Thursday, January 31, 2013

Albedo and More: Designing for Intense UV

We just heard from the expedition team at Antarctic Logistics and Expeditions (ALE), who have been using NEMO's Isopod 300 at their Mt. Vinson Low Camp this year.

We're psyched to hear that the tent is being used as a cooking/dining/lounging area for clients and expeditions.

The tent has been up for 3 rotations on Vinson—about 3-4 weeks in total, seeing a fair amount of use. Want to know a little nugget of information? UV can be the single biggest factor in tent deterioration for Arctic expeditions. Even though the UV level is not as intense as in equatorial regions, factors like heightened ozone depletion, continuous 24 hrs of daylight, and a crazy high albedo from snow/ice reflectance all contribute to the extremely high UV index.

Expeditions like ALE's put up the tent for the duration of the trip (max of 90 days) —meaning that a typical season can see from 1000-2000 hours of exposure. If you don't take this bit of data in account for design, the fabrics will wear out and fall apart FAST. We designed the outer shell fabric for Isopod 300X with UV durability at the forefront.

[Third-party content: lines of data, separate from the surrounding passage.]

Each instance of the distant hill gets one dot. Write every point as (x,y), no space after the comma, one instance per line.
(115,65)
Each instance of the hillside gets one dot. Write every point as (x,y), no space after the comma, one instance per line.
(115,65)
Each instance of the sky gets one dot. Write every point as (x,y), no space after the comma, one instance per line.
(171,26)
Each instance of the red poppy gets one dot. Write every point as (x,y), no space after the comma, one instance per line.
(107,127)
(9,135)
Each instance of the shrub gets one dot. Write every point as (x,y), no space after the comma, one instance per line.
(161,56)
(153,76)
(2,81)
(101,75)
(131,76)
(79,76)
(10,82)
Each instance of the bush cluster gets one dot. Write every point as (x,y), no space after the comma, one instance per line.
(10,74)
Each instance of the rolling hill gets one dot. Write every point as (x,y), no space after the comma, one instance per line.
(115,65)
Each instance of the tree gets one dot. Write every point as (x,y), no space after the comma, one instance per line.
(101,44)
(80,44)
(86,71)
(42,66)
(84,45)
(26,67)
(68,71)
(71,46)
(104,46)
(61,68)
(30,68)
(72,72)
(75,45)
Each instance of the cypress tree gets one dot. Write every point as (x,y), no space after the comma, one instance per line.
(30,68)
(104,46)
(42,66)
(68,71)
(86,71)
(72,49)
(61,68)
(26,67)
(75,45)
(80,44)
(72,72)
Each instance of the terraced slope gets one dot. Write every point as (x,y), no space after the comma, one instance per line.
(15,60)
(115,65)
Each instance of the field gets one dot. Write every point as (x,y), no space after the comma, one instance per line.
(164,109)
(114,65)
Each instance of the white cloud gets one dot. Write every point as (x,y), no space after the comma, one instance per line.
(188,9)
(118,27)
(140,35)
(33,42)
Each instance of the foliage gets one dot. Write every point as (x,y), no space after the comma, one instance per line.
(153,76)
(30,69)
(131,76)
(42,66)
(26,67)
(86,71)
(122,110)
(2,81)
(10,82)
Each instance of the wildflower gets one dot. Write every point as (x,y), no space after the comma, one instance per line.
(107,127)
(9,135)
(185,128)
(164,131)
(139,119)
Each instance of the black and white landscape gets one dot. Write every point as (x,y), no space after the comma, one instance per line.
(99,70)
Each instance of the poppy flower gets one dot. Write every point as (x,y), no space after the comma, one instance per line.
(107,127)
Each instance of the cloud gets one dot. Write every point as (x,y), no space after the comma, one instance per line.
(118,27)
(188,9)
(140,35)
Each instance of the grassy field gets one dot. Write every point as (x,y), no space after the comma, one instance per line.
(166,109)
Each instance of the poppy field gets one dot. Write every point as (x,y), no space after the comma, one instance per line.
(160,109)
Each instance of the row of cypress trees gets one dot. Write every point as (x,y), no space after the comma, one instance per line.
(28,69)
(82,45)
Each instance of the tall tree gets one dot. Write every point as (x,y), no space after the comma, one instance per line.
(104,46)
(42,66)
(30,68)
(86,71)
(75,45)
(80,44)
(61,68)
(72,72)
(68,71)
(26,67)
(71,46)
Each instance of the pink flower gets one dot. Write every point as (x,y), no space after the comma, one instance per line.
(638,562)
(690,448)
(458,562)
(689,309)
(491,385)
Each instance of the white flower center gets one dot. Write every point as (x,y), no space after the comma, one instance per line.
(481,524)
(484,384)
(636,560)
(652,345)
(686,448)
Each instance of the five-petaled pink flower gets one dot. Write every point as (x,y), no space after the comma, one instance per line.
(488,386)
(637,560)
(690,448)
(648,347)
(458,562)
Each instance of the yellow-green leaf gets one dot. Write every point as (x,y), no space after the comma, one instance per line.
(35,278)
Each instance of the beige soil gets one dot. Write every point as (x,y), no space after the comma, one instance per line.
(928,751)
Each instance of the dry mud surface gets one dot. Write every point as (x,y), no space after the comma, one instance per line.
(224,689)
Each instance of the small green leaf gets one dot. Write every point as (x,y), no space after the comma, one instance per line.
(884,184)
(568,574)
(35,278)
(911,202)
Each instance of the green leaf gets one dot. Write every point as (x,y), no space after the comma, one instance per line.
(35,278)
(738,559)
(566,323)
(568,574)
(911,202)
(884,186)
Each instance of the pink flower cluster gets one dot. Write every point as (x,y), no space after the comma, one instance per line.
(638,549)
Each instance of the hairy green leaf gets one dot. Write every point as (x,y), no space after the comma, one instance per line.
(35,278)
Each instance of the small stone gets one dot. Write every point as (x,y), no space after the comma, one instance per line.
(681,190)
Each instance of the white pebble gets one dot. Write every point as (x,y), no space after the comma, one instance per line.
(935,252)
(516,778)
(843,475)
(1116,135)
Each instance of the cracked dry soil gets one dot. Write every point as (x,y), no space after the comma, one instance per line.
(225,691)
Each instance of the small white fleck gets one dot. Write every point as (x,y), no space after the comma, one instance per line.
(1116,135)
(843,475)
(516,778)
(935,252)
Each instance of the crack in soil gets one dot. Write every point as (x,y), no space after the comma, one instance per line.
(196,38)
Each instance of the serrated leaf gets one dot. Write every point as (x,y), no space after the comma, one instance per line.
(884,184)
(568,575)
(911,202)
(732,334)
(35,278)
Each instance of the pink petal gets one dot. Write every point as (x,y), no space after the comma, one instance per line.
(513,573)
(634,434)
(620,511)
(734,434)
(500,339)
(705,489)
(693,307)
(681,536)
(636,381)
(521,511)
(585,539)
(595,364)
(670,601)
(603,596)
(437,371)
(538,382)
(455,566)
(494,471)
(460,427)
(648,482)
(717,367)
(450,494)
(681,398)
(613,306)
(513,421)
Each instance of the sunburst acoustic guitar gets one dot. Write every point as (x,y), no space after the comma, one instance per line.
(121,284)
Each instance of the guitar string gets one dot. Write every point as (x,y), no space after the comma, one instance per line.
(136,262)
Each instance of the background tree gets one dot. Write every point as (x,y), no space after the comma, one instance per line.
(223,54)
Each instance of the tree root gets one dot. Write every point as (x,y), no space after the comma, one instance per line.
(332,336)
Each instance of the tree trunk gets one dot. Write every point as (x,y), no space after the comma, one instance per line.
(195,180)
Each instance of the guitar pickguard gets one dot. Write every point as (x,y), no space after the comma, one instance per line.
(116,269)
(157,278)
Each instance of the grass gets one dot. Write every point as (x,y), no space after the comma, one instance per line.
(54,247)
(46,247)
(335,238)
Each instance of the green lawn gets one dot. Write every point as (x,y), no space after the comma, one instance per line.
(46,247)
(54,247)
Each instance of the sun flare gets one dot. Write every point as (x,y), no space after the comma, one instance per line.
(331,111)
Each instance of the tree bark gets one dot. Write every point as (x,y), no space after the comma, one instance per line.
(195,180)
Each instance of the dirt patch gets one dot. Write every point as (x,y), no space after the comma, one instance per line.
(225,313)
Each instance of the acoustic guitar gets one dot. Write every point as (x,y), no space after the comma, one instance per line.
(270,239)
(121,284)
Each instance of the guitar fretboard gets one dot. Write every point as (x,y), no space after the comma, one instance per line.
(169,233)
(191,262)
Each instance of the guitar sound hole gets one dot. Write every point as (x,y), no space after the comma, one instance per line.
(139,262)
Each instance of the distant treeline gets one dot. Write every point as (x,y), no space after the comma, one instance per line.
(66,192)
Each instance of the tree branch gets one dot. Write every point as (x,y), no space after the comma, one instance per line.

The base fabric is a 150D polyester, since polyester has much more UV stability than nylon fibers. A Dyneema ripstop is then woven in to reinforce the fabric and give advanced UV protection. Dyneema is a super fiber of sorts, and exhibits almost no degradation with respects to UV exposure, water absorption, etc. UV inhibitors are also added to both the color dye, and the microporous breathable coating, giving a rock solid construction for environments like Antarctica. Proof is in the pudding though, so we look forward to hearing from the ALE team for many years to come.